# Method of variation of parameters

• May 6th 2009, 11:35 AM
chella182
Method of variation of parameters
The question goes...

Find the general solution of this differential equation, given that a solution of the corresponding homogeneous equation is $y=x$,
$x^2y''+x(x-2)y'-(x-2)y=x^3$

I've checked that $y=x$ is a solution when the equation has a 0 on the RHS, but it's the whole setting $y(x)=u(x)v(x)$ thing I'm stuck with. Obviously that's $y(x)=xv(x)$, but from there I'm stuck. Can anyone help?
• May 6th 2009, 12:17 PM
Jester
Quote:

Originally Posted by chella182
The question goes...

Find the general solution of this differential equation, given that a solution of the corresponding homogeneous equation is $y=x$,
$x^2y''+x(x-2)y'-(x-2)y=x^3$

I've checked that $y=x$ is a solution when the equation has a 0 on the RHS, but it's the whole setting $y(x)=u(x)v(x)$ thing I'm stuck with. Obviously that's $y(x)=xv(x)$, but from there I'm stuck. Can anyone help?
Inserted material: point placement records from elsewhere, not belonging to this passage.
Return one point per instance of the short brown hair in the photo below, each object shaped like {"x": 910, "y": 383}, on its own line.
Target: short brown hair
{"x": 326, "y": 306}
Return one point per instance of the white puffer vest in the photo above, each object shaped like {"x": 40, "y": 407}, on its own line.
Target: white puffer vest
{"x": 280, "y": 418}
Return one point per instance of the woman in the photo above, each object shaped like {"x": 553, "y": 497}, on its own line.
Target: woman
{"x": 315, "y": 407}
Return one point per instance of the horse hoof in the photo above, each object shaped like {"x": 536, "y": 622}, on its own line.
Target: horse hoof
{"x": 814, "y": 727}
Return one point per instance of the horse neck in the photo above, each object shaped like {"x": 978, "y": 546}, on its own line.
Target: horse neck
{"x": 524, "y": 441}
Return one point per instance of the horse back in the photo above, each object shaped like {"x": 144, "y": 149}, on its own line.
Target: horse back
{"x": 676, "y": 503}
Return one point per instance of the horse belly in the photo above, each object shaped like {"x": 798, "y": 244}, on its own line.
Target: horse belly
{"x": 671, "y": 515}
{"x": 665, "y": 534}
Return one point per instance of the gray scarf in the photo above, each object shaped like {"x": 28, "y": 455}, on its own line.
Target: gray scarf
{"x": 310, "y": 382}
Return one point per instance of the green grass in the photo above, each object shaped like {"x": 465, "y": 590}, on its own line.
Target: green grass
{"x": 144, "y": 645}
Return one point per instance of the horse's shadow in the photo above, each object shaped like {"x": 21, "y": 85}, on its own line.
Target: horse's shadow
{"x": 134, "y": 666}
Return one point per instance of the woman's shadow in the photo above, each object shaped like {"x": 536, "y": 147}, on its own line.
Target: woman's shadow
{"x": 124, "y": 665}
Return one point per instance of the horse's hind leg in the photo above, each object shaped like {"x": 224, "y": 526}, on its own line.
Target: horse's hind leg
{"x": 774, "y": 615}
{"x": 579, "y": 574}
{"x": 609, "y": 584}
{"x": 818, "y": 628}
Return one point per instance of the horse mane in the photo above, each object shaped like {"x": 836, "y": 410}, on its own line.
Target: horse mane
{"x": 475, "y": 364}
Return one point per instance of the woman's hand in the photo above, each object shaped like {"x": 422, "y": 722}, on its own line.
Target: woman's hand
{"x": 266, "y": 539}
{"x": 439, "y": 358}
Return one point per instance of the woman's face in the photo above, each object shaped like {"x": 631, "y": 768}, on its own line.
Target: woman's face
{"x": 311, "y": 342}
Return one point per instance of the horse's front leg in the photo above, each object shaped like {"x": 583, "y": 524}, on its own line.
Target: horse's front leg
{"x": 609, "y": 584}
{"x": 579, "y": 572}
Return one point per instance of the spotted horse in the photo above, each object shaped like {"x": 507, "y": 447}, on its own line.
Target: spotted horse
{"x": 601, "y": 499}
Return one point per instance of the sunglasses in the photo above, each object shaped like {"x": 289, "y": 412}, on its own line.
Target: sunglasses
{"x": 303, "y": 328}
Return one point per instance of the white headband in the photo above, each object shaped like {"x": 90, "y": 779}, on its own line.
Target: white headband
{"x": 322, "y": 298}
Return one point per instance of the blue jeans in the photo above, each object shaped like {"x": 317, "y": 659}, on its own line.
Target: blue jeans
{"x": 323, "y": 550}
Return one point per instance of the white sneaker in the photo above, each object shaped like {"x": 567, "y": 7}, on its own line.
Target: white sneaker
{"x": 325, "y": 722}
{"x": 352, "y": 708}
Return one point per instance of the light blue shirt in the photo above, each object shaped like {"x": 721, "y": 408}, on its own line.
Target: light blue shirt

First you want to solve the homogeneous equation (i.e. rhs = 0). This is done using what you said $y = x u$ . Sub. this into your equation
$x^2y''+x(x-2)y'-(x-2)y=0$. You'll get an equation with only u' and u''. Let u' = v which gives a first order you can solve. Then find u.

Then use variation of parameters.
• May 6th 2009, 12:24 PM
chella182
S'alright, I've solved this in the mean time. I didn't understand what I'd written in my notes, but then I remembered what it was. Thanks for the reply, though.
• May 6th 2009, 12:25 PM
HallsofIvy
Quote:

Originally Posted by chella182
The question goes...

Find the general solution of this differential equation, given that a solution of the corresponding homogeneous equation is $y=x$,
$x^2y''+x(x-2)y'-(x-2)y=x^3$

I've checked that $y=x$ is a solution when the equation has a 0 on the RHS, but it's the whole setting $y(x)=u(x)v(x)$ thing I'm stuck with. Obviously that's $y(x)=xv(x)$, but from there I'm stuck. Can anyone help?

Well, if y= xv, then y'= xv'+ v and y"= xv"+ 2v'. What do you get if you put that into your equation?
• May 6th 2009, 12:37 PM
chella182
Like I said, I've sorted it :) cheers, though.